Lee Acaster - Breakthrough (2015)
Le vide-grenier du dimanche. Deux clichés de l’anglais Lee Acaster (b.1972), photographe amateur passionné - selon ses propres mots - par le paysage.
Je l’ai découvert avec une photographie de nuit de Londres, en noir et blanc : au centre, la silhouette du Tower Bridge sur le ruban argenté de la Tamise ; assez pour me donner envie d’en voir davantage. J’ai pourtant hésité avant d’en parler ici. La photographie « artistique » n’occupe qu’une place très modeste dans ce blog, consacré surtout à la photo documentaire, à la photographie de rue - en dehors bien sûr de la peinture. J’admire volontiers les très beaux portraits ou les paysages spectaculaires qui abondent dans les grands magazines de voyage ou de géographie : c’est splendide, mais il me manque quelque chose. Je suis souvent émerveillé, mais rarement touché… Ou peut-être si, mais d’une autre manière.
L.A. - Tempest (2015)

Dans les images de Lee Acaster, il me semble trouver autre chose..., au-delà du simple pittoresque. C’est bien sûr une impression subjective - il ne peut pas en être autrement - mais c’est ce sentiment qui a dicté mon choix de le présenter aujourd’hui.
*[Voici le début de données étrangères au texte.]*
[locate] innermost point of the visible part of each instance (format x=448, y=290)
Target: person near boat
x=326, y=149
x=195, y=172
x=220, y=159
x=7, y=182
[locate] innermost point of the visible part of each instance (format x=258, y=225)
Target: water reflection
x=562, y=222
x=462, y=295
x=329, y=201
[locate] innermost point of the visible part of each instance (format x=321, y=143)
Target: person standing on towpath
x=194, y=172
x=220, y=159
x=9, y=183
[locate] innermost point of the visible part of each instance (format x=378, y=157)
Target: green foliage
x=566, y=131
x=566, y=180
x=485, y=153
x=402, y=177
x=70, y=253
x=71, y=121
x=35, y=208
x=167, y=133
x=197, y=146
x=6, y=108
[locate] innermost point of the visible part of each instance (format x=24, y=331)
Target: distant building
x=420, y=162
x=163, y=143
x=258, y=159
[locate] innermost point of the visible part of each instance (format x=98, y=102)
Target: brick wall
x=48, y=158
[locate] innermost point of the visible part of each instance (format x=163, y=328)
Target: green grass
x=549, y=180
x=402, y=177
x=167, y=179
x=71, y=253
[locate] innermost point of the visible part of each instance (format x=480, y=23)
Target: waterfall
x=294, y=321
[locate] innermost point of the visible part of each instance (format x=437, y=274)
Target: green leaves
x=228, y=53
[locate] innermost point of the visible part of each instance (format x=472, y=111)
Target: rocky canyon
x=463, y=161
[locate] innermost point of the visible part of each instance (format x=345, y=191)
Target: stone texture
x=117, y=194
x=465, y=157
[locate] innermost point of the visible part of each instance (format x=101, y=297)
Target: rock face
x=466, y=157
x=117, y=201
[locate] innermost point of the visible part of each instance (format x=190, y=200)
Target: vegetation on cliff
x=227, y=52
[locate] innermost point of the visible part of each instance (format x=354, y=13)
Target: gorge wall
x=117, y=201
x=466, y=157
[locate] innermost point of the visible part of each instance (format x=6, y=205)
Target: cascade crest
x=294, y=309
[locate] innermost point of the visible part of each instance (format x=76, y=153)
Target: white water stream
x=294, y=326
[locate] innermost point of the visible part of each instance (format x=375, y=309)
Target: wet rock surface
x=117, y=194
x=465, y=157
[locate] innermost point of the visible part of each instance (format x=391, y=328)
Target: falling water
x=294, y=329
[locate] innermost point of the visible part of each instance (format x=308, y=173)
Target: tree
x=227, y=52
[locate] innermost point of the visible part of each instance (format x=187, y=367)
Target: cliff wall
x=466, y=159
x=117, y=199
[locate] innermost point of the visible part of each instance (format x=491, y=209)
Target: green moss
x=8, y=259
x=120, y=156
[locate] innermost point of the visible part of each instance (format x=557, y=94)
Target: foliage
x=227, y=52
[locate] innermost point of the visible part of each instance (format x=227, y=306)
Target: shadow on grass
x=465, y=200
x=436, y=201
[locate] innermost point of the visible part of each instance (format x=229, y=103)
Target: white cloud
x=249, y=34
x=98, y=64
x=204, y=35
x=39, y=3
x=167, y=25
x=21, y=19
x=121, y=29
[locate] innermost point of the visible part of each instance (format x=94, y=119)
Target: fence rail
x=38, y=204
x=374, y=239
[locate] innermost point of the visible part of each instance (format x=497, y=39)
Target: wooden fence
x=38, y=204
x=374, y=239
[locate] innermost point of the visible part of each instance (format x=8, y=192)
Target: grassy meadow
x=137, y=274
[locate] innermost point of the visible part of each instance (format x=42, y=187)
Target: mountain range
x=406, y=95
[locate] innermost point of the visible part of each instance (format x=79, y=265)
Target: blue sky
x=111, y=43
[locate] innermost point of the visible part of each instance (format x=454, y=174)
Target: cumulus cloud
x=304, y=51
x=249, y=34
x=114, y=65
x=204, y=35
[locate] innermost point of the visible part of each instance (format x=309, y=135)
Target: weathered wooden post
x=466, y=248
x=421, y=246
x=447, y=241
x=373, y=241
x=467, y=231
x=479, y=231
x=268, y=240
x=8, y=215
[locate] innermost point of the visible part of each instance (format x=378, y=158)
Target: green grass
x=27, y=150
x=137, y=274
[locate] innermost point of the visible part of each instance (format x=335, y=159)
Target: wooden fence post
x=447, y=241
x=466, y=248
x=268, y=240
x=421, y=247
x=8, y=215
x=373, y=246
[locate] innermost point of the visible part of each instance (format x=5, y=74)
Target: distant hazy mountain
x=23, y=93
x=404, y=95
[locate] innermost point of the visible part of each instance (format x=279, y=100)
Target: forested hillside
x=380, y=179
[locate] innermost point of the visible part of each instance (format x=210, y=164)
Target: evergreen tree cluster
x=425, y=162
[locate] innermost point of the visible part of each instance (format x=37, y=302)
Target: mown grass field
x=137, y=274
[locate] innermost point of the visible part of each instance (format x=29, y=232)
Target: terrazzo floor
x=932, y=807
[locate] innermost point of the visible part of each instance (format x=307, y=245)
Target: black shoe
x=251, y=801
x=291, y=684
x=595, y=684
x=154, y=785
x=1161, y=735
Entre réalisme et lyrisme, son regard introduit comme une gravité discrète, quelque chose de plus intérieur qui extrait ses paysages du seul registre décoratif.
In photography terms, I think I often see the landscape with a slightly darker view than some… I'm naturally drawn to those elements that have a sense of disquiet and tension about them, and often make them the subject of my images.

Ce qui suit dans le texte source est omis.